# How to reduce a distributed load to a resultant force

by benanderson08
Tags: distributed, force, load, reduce, resultant
 P: 3 Hi everyone, So I am trying to study how different types of slurry will deflect a PVC pipe. The first step in my understanding is to reduce distributed load into a resultant force. I'm assuming that the resultant force will be placed in the center of the pipe (assuming a homogeneous slurry), but the magnitude eludes me. It's a 31in pipe, 4in diameter and the slurry (simple for the sake of calculation) is water @ 75F. The PVC is schedule 40, although that would matter for the reduction of the distributed load. Would anyone be able to point me in the right direction?
 Homework Sci Advisor HW Helper Thanks P: 12,739 You take the integral of the load along the pipe as usual. This means you need to know how the load is distributed over the pipe.

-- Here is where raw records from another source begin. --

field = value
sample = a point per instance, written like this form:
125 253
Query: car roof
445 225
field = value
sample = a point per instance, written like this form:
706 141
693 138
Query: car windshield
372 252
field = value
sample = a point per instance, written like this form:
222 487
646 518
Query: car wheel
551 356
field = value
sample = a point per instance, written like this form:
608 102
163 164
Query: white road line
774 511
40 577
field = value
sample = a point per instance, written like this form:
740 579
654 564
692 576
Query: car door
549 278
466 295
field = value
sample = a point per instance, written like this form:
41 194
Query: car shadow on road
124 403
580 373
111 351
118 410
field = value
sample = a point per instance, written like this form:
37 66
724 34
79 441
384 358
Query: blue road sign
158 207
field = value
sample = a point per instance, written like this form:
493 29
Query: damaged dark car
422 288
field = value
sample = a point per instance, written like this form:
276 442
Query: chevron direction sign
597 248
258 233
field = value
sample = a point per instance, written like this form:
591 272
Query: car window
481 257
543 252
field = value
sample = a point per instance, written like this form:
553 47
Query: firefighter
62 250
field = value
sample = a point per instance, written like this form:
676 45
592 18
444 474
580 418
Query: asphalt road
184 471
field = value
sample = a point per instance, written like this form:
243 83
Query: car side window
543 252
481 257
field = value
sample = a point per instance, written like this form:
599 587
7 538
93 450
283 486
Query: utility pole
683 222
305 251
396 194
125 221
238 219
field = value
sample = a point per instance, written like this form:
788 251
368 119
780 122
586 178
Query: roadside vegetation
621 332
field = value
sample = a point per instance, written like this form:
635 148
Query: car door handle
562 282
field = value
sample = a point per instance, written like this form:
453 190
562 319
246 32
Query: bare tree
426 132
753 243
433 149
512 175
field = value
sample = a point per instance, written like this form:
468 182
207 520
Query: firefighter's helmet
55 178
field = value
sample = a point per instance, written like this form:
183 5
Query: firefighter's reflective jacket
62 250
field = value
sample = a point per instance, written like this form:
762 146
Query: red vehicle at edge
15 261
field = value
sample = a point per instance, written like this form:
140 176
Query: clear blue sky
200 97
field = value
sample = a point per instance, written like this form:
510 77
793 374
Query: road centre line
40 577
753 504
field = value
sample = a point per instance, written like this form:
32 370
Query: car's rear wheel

 P: 3 Although the integral method works for all loadings, it cannot be used if you look at the distributed load along the length of the pipe, because it is not uniformly distributed along the "b" distance of the pipe. So would I have to start off by looking down the center of the pipe i.e. a circle and then apply the integral method that way? so (integral) (b)(r^2-x^2)^0.5 would be the proper equation maybe???

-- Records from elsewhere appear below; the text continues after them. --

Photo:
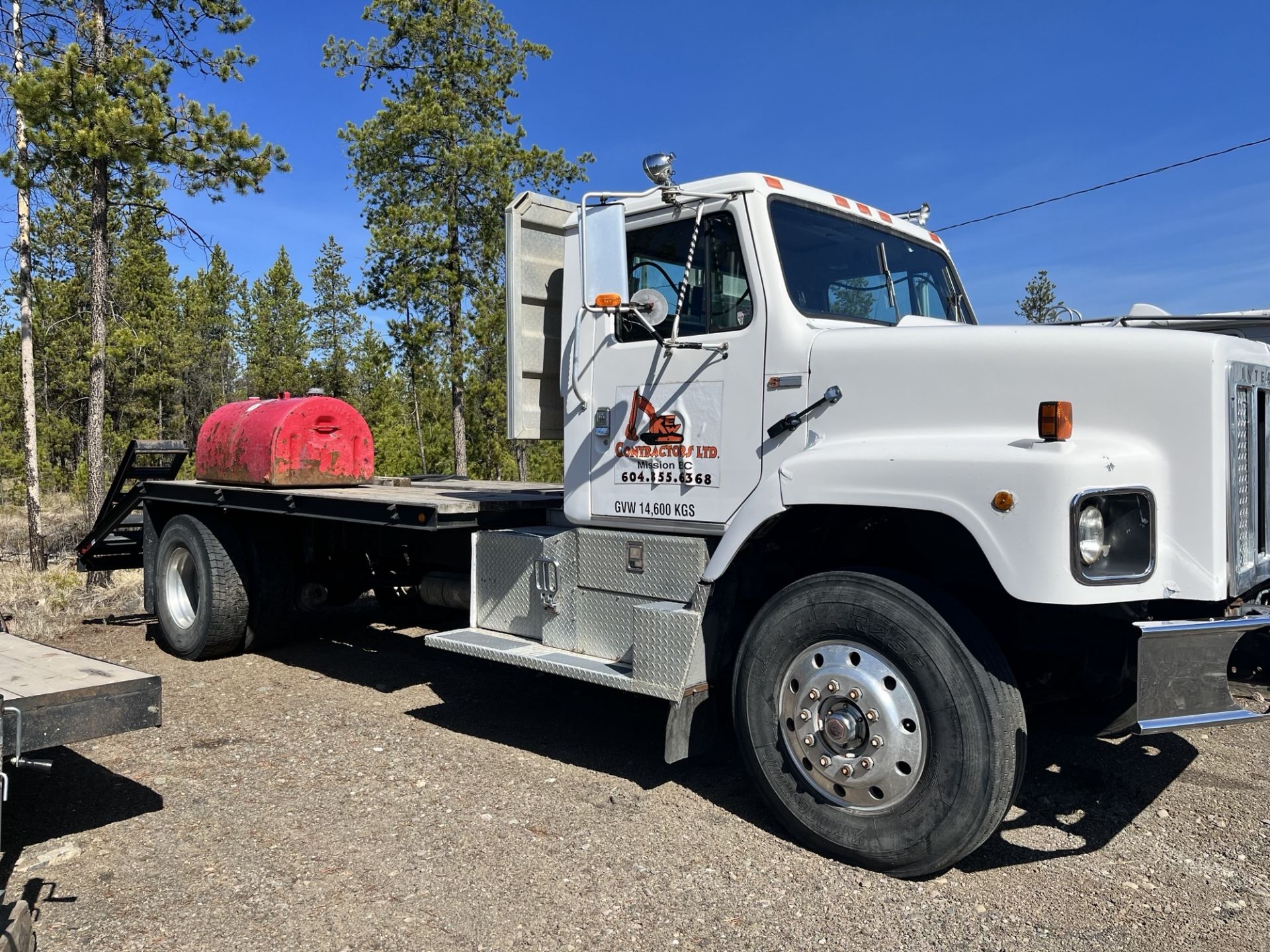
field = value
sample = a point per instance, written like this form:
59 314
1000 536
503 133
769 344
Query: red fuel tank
309 441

 Emeritus Sci Advisor HW Helper Thanks PF Gold P: 6,466 How to reduce a distributed load to a resultant force If the cross-section of the slurry in the pipe varies over the length, you don't have to do a calculus integral, you can do a numerical integral with Simpson's Rule or equivalent. http://www.dummies.com/how-to/conten...sons-rule.html
 Sci Advisor HW Helper P: 2,124 benanderson08: Let's say the pipe has an inside diameter of d1. Let's say the slurry inside the pipe has a depth of h at the pipe centerline, and the slurry depth is constant along the pipe length. Therefore, the pipe inside radius is r = 0.5*d1. Looking down the center of the pipe, the cross-sectional area of the slurry is, A1 = (h - r)[h*(2*r - h)]^0.5 + (r^2){0.5*pi + asin[(h - r)/r]},where pi = 3.1416. Therefore, the total weight of the slurry in the pipe is, W1 = (rho1*g)*A1*L,where rho1*g = 9810 N/m^3 = 9.81e-6 N/mm^3, and L = pipe length. Therefore, to reduce the slurry uniformly-distributed load to a pipe midspan point load, place a force W1 at the pipe midspan. Let's try an example. In post 1 you have, d1 = 101.6 mm, and L = 787.4 mm. Therefore, r = 50.8 mm. And let's say the slurry depth in the pipe is, h = 70 mm. Therefore, A1 = (70 - 50.8)[70(2*50.8 - 70)]^0.5 + (50.8^2){0.5*3.1416 + asin[(70 - 50.8)/50.8]} = 19.20(47.032) + 2580.6{1.5708 + asin(0.3780)} = 19.20(47.032) + 2580.6{1.5708 + [(22.210 deg)/(57.2958 deg/rad)]} = 19.20(47.032) + 2580.6(1.5708 + 0.3876) = 903.01 + 5053.8 = 5957 mm^2.Therefore, the slurry total weight is, W1 = (9.81e-6 N/mm^3)(5957 mm^2)(787.4 mm) = 46.01 newtons. Therefore, the slurry can be represented as a pipe midspan force of W1 = 46.01 N. Did you want to include the pipe wall (self) weight? If so, compute the pipe self weight, W2, and add it to W1.
 Homework Sci Advisor HW Helper Thanks P: 12,739 ... and of course there is the possibility of doing a surface integral and/or exploiting what you know of the symmetry. ... and there you have it. Enjoy.